For years, the Brazilian mainstream media and the political left turned “interference in the Federal Police” into their favorite battle cry. Every personnel decision, every complaint about leaks, and every attempt by former President Jair Bolsonaro to restore balance inside law enforcement institutions was portrayed as an existential threat to democracy itself. Cable news panels filled with indignant analysts, op-eds screamed about the end of the Republic, and international headlines painted Brazil as sliding into authoritarianism.

Now the mask has slipped.

According to a report in O Estado de S. Paulo, President Luiz Inácio Lula da Silva personally intervened with the director-general of the Federal Police to order the return (“devolução”) of experienced federal delegates who had been assigned to assist magistrates. These officers were not playing politics—they were supporting judges in complex investigations. Inside the PF itself, career professionals are viewing this move as outright political interference by the President of the Republic.

The timing and targets are telling.

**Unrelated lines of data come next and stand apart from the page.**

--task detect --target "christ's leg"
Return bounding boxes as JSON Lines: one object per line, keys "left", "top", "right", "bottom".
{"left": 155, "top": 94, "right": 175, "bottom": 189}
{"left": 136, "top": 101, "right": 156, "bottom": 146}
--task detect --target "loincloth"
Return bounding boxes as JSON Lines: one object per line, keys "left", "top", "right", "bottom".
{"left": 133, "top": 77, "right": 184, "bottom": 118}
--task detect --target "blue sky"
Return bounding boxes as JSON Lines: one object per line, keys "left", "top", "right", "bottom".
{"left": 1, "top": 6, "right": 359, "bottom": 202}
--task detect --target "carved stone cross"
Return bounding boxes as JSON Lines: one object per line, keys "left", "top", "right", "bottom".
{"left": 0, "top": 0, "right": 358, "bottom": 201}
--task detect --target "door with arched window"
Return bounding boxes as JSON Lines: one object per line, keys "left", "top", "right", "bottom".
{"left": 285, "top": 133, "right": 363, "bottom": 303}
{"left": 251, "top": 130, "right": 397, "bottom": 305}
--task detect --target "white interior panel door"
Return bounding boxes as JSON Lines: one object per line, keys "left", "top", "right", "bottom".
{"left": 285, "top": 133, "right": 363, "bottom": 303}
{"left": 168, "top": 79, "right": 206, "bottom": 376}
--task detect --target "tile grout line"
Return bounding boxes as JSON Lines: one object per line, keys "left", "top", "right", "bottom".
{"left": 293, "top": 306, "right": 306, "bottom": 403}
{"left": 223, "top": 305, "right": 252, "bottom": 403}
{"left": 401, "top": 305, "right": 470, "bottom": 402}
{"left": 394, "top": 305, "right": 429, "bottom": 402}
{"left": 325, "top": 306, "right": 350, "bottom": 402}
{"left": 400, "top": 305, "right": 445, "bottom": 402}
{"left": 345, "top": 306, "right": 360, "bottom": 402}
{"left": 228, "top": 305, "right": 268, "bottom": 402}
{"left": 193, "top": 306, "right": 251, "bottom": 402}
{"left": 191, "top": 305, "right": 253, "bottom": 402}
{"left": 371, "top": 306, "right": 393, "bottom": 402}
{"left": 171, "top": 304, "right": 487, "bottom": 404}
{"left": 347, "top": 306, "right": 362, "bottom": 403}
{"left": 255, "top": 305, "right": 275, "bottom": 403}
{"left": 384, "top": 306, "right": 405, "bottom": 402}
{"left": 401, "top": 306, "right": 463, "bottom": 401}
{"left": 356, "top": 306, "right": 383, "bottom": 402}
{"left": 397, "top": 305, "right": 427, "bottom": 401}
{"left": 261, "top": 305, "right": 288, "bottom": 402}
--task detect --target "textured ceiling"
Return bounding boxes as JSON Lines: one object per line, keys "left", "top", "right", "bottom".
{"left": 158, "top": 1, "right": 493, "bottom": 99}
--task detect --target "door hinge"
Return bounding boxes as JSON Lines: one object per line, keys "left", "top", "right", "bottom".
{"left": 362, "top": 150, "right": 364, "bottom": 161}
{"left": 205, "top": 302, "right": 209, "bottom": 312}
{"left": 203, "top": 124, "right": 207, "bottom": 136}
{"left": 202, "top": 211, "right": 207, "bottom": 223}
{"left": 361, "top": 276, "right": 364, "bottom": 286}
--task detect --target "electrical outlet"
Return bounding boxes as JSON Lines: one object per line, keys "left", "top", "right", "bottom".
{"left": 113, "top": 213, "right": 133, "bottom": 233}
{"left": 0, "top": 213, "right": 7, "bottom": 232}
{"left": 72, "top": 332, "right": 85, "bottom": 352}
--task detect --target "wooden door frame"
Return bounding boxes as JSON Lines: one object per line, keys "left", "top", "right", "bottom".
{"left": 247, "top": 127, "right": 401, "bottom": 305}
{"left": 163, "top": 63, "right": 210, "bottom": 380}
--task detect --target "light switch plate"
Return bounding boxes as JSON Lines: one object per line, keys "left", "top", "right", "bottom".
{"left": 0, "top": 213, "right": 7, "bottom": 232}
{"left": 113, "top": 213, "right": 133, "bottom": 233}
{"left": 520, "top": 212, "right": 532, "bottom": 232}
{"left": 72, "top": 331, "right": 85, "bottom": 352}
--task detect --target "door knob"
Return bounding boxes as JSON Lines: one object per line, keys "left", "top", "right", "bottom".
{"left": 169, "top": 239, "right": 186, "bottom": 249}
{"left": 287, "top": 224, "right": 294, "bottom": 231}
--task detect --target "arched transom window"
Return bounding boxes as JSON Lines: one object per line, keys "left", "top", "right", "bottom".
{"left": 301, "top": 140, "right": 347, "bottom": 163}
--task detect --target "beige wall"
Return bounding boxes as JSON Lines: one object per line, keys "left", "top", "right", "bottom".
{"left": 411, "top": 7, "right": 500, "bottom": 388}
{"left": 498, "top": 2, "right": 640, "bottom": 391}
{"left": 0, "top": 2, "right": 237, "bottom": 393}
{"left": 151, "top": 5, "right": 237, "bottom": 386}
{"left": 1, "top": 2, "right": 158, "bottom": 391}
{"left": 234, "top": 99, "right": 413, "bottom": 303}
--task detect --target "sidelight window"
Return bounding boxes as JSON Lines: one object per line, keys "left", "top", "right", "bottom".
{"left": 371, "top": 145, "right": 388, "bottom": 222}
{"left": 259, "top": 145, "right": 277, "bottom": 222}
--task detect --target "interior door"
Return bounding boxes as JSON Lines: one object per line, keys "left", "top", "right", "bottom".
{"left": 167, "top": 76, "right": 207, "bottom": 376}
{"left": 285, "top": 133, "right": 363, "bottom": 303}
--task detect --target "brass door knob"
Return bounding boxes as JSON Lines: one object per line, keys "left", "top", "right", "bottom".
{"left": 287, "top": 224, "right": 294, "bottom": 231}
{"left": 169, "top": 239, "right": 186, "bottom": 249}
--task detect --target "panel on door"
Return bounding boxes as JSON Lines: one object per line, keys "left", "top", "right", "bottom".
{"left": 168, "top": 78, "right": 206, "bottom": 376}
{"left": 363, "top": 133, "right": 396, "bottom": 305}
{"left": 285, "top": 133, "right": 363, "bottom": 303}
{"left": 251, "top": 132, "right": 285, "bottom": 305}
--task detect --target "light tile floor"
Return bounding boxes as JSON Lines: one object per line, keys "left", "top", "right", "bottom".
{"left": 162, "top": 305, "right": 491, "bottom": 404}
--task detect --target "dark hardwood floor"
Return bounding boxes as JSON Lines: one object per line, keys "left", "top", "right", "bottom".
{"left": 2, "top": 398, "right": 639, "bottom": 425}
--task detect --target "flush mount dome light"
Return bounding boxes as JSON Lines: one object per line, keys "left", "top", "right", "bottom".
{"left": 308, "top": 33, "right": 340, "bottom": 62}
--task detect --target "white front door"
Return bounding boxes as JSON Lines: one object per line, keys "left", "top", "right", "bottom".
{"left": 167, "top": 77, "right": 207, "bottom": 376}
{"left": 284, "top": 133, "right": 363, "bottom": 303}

The decision is expected to reach the desk of Minister André Mendonça and could directly impact sensitive cases involving the INSS (National Social Security Institute) and the so-called “Master” investigation. In other words, while ordinary Brazilians struggle with inflation, crime, and a stagnant economy, the government appears more interested in pulling experienced investigators away from the front lines of anti-corruption and fraud work.

This is not subtle reform. This is a power play.

Contrast this with the hysterical coverage during the Bolsonaro years. When the former president dared to question the direction of certain probes or sought new leadership at the top of the PF, the same outlets that are now relatively quiet treated it as a coup in progress. “Bolsonaro is destroying institutions!” they cried. Yet when Lula reaches directly into operational personnel decisions to affect ongoing cases, we are told it is merely “administrative adjustment” or “routine management.”

The double standard is glaring and corrosive to public trust.

The Federal Police, like any serious law enforcement body, must maintain operational independence to pursue justice without fear or favor. When presidents—left or right—treat elite police units as personal tools to protect allies or slow uncomfortable inquiries, the rule of law suffers. Brazilian conservatives have long warned that the real threat to institutions comes not from demands for accountability, but from the selective application of “institutional defense” only when it suits the left.

The PT’s history of scandals—Mensalão, Petrolão, and endless attempts to shield allies—should make any reasonable observer skeptical. Pulling delegates who help judges investigate fraud in social security programs and major corruption cases smells exactly like the kind of protection racket that Lava Jato once fought so hard to expose.

Brazilians deserve better than this revolving-door hypocrisy. If interference in the PF was dangerous under Bolsonaro, it remains dangerous under Lula. The difference is that one side spent years pretending the institutions were sacred while the other is now openly treating them as disposable.

The public is watching. And memory, unlike selective media outrage, does not expire.